Watermelon Cake

You’ve seen it on Facebook, you’ve salivated over it on instagram, and you’ve tried to copy how to do it on YouTube!A real watermelon cake is actually a lot easier to make than it looks. The problem can be how juicy watermelons are around this time of year. Actually, that’s not a true problem, unless you’re hoping to make a cake that will last longer than an hour or two! The key is to chill the entire watermelon before cutting it and decorating it, or else chilling the base “cake” before decorating it for a party. Here’s a guide to how it works:

1) Find a large, evenly round watermelon.

2) Either refrigerate the watermelon overnight or cut the “cake” and then refrigerate before decorating. Here’s how to cut:

With a serrated large knife, cut off the top and bottom of the watermelon. Afterward, stand the watermelon upright and cut off the rind one panel at a time. Once finished, go back and “clean” up the cuts, removing excess rinds and shaping the watermelon cake base into more of a cake appearance. If the remaining watermelon “cake” appears to be too big, cut an additional inch from each end of the cake.
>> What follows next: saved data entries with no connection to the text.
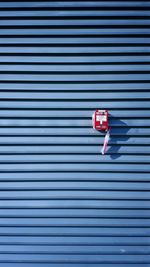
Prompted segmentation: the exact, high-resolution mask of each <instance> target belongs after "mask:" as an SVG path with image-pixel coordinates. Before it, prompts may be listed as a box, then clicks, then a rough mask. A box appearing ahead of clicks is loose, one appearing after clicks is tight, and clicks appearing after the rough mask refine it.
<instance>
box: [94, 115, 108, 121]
mask: <svg viewBox="0 0 150 267" xmlns="http://www.w3.org/2000/svg"><path fill="white" fill-rule="evenodd" d="M106 120H107V117H106V115H97V116H96V121H106Z"/></svg>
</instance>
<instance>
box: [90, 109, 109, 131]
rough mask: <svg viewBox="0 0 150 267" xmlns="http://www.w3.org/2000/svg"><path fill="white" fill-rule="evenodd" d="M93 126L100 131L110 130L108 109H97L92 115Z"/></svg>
mask: <svg viewBox="0 0 150 267" xmlns="http://www.w3.org/2000/svg"><path fill="white" fill-rule="evenodd" d="M92 122H93V128H94V129H96V130H98V131H107V130H108V111H107V110H100V109H97V110H96V111H95V112H94V113H93V116H92Z"/></svg>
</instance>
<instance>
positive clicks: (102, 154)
mask: <svg viewBox="0 0 150 267" xmlns="http://www.w3.org/2000/svg"><path fill="white" fill-rule="evenodd" d="M110 130H111V127H109V129H108V131H107V133H106V135H105V138H104V143H103V147H102V150H101V153H102V155H104V154H105V152H106V149H107V145H108V142H109V139H110Z"/></svg>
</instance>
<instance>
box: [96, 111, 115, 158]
mask: <svg viewBox="0 0 150 267" xmlns="http://www.w3.org/2000/svg"><path fill="white" fill-rule="evenodd" d="M92 125H93V128H94V129H96V130H98V131H106V135H105V138H104V142H103V147H102V149H101V153H102V155H104V154H105V152H106V149H107V145H108V142H109V139H110V129H111V128H110V127H109V126H108V110H102V109H97V110H96V111H95V112H94V113H93V115H92Z"/></svg>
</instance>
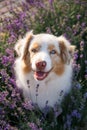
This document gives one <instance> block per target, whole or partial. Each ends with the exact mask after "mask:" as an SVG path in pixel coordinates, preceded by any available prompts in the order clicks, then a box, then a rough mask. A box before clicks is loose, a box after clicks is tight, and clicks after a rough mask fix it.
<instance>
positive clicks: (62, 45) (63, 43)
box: [59, 41, 68, 63]
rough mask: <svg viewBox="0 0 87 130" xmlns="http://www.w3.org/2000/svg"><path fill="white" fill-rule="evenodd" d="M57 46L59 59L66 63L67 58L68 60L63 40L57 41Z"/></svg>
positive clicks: (67, 59) (66, 48) (66, 50)
mask: <svg viewBox="0 0 87 130" xmlns="http://www.w3.org/2000/svg"><path fill="white" fill-rule="evenodd" d="M59 47H60V56H61V59H62V61H63V63H66V62H67V60H68V54H67V53H68V52H67V47H66V45H65V44H64V42H63V41H60V42H59Z"/></svg>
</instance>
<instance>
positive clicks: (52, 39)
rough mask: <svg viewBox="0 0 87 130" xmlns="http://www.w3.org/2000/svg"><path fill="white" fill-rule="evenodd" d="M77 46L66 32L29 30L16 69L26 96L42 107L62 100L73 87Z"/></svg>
mask: <svg viewBox="0 0 87 130" xmlns="http://www.w3.org/2000/svg"><path fill="white" fill-rule="evenodd" d="M74 48H75V47H74V46H71V45H70V43H69V41H68V40H66V38H65V37H63V36H60V37H56V36H53V35H50V34H38V35H34V34H33V33H32V32H29V33H27V34H26V36H25V37H24V38H23V39H20V40H19V41H18V42H17V44H16V45H15V50H16V52H17V54H18V58H17V59H16V60H15V67H14V69H15V72H16V82H17V85H18V87H20V88H22V89H23V93H24V96H25V97H26V98H29V99H31V100H32V102H33V103H37V104H38V106H39V107H40V108H43V107H45V105H48V106H51V107H53V106H54V105H55V104H56V103H58V104H60V103H61V101H62V99H63V97H64V95H65V94H66V93H69V91H70V89H71V81H72V56H71V55H72V52H73V50H74Z"/></svg>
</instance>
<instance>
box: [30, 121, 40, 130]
mask: <svg viewBox="0 0 87 130" xmlns="http://www.w3.org/2000/svg"><path fill="white" fill-rule="evenodd" d="M29 127H30V128H31V130H38V127H37V125H36V124H35V123H29Z"/></svg>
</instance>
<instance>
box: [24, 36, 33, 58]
mask: <svg viewBox="0 0 87 130" xmlns="http://www.w3.org/2000/svg"><path fill="white" fill-rule="evenodd" d="M31 39H32V36H31V35H29V37H28V38H27V39H26V43H25V47H24V54H23V59H26V56H27V55H28V53H29V52H28V48H29V43H30V41H31Z"/></svg>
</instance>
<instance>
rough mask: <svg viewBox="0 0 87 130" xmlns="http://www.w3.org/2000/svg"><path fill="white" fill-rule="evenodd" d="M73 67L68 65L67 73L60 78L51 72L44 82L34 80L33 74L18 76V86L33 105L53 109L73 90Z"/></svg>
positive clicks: (67, 67) (65, 68)
mask: <svg viewBox="0 0 87 130" xmlns="http://www.w3.org/2000/svg"><path fill="white" fill-rule="evenodd" d="M71 76H72V67H71V65H66V67H65V72H64V74H63V75H62V76H58V75H56V74H54V73H53V72H51V73H50V74H49V76H48V77H47V78H46V79H45V80H43V81H36V80H35V79H34V78H33V72H31V73H29V74H27V75H23V74H22V72H21V77H20V73H18V74H17V77H18V78H17V79H18V80H17V84H18V86H19V87H20V88H22V89H23V93H24V96H25V97H26V98H30V99H31V100H32V102H33V103H36V104H38V106H39V107H40V108H43V107H45V105H46V104H47V105H49V106H51V107H53V106H54V105H55V103H58V104H60V103H61V101H62V99H63V97H64V95H65V94H66V93H68V92H69V91H70V89H71V78H72V77H71Z"/></svg>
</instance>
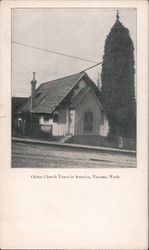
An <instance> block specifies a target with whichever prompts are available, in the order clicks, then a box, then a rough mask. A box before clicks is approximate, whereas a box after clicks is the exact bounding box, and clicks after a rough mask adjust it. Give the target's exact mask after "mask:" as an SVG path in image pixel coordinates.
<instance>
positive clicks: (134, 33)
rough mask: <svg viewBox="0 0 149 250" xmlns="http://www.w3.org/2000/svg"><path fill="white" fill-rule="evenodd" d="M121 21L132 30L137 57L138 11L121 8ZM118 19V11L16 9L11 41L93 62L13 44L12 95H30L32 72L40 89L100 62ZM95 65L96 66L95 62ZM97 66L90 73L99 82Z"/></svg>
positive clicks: (95, 10) (75, 8)
mask: <svg viewBox="0 0 149 250" xmlns="http://www.w3.org/2000/svg"><path fill="white" fill-rule="evenodd" d="M119 13H120V21H121V22H122V23H123V25H124V26H125V27H127V28H128V29H129V31H130V36H131V38H132V40H133V42H134V48H135V58H136V9H130V8H123V9H119ZM115 20H116V9H114V8H104V9H103V8H96V9H92V8H90V9H85V8H82V9H78V8H73V9H70V8H68V9H62V8H61V9H13V10H12V41H15V42H19V43H23V44H27V45H30V46H35V47H39V48H43V49H47V50H50V51H56V52H60V53H64V54H68V55H72V56H76V57H81V58H84V59H87V60H91V61H93V63H91V62H85V61H81V60H76V59H72V58H69V57H64V56H60V55H56V54H52V53H48V52H45V51H41V50H37V49H33V48H29V47H24V46H20V45H17V44H14V43H13V44H12V96H29V95H30V89H31V84H30V81H31V80H32V72H33V71H35V72H36V80H37V82H38V84H37V87H38V86H39V85H40V84H41V83H43V82H46V81H49V80H53V79H57V78H60V77H64V76H66V75H71V74H75V73H78V72H80V71H82V70H84V69H86V68H88V67H90V66H92V65H94V64H96V62H97V63H98V62H101V61H102V57H103V52H104V43H105V39H106V36H107V35H108V33H109V32H110V29H111V27H112V26H113V24H114V23H115ZM94 62H95V63H94ZM99 69H101V66H100V67H96V68H94V69H93V70H90V71H88V73H89V75H90V76H91V77H92V78H93V79H94V80H96V79H97V71H98V70H99Z"/></svg>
Find a platter large enough to support the cake’s weight and height and refrigerate overnight.

3) Decorate! We suggest using grapes, strawberries and either starfruit slices or melon (cantaloupe and/or honeydew) pieces shaped with cookie cutters and attaching them to the “cake” with toothpicks. Other decoration ideas:

-Cover the “cake” with cool whip and line blueberries, raspberries and strawberries in rows along the bottom of the cake in patterns.

-Scoop out an inch of watermelon from the top of the cake and use a paper towel to absorb the juices. Line the opening with decorative fruits, dollops of whipped cream and/or cherries.

4) Serving: Cut the completed cake as you would cut a regular cake with frosting. Cutting slices across the cake could affect the weight and cause decorations to slope and slide!